When you’re using a data warehouse, some actions get repeated over and over. We will take a look at four common algorithms used to deal with these situations.
Most DWH (data warehouse) systems today are on a RDBMS (relational database management system) platform. These databases (Oracle, DB2, or Microsoft SQL Server) are widely used, easy to work with, and mature – a very important thing to bear in mind when choosing a platform. Although they include special features for DWH configuration (like bitmap indexes, partitioning, and materialized views) we still have to take care of data transformation ourselves.
In this article, we will examine four algorithms for working with the data in RDBMS DWH systems. As much of DWH development revolves around temporal-sensitive data, most of the algorithms will deal with changing data in that way.
All of the techniques we will consider are written in pure SQL, not procedural SQL (like PL/SQL). When writing batch-oriented algorithms, it is always more prudent to write in pure SQL. This is because SQL is translated via an execution optimizer (i.e. Oracle CBO) which chooses the optimal execution and order of sub-operations for the query. How CBO does this is a fascinating subject; perhaps we will explore it a bit more in an upcoming article. For now, let’s stick with the algorithms.
We will start with the simple stuff and slowly increase the complexity.

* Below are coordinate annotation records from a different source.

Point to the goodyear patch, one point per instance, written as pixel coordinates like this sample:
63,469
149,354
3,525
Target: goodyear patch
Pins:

1. Adding Information to a Periodic Snapshot Fact Table
First of all, let’s see how to transform a periodic snapshot fact table with fixed time intervals to include Type 2 information that is updated over time.
To refresh your knowledge of fact table types and organizations, see my previous article. We will use the same fact tables here.
So our first table is fact_account_snapshot
and our fact table (with Type 2 technical columns) is fact_account_snapshot_period
. They hold the same information, but there’s a difference in how they organize the data. The fact_account_snapshot
table contains data for every snapshot date, while fact_account_snapshot_period
stores data only when it has changed. Both hold account balance information, so in our case we will have a couple of accounts with balances that have changed through time.
To transform the rows and fill the fact_account_snapshot
table from the period table, all we need to do is expand the monthly period of the fact_account_snapshot_period
table with every snapshot date contained in that period.
Picture 1: Monthly period to snapshot
To do this, we need to connect the fact_account_snapshot_period
to a time dimensional table which contains the snapshot dates. Let’s say that this table is called dim_time
. (We should mention that fact_seq
represents the ID sequence of the fact_account_snapshot
table.) The SQL statement for the transformation is simple:
insert into fact_account_snapshot(id,time_id,employee_id,account_id,balance_amount) as select fact_seq.nextval, dt.time_id, fasp.employee_id, fasp.account_id, fasp.balance_amount from fact_account_snapshot_period fasp join dim_time dt on (date_from >= time_date and date_to <= time_date )
Note: If the upper bound of the date_to
column is NULL for a high date (such as 31.12.9999), you will need to include an NVL
or CASE
statement to limit date_to
to the max snapshot date you require.
With this type of organization, we are sacrificing space for speed. The new organization takes more memory, but it requires less from the CPU.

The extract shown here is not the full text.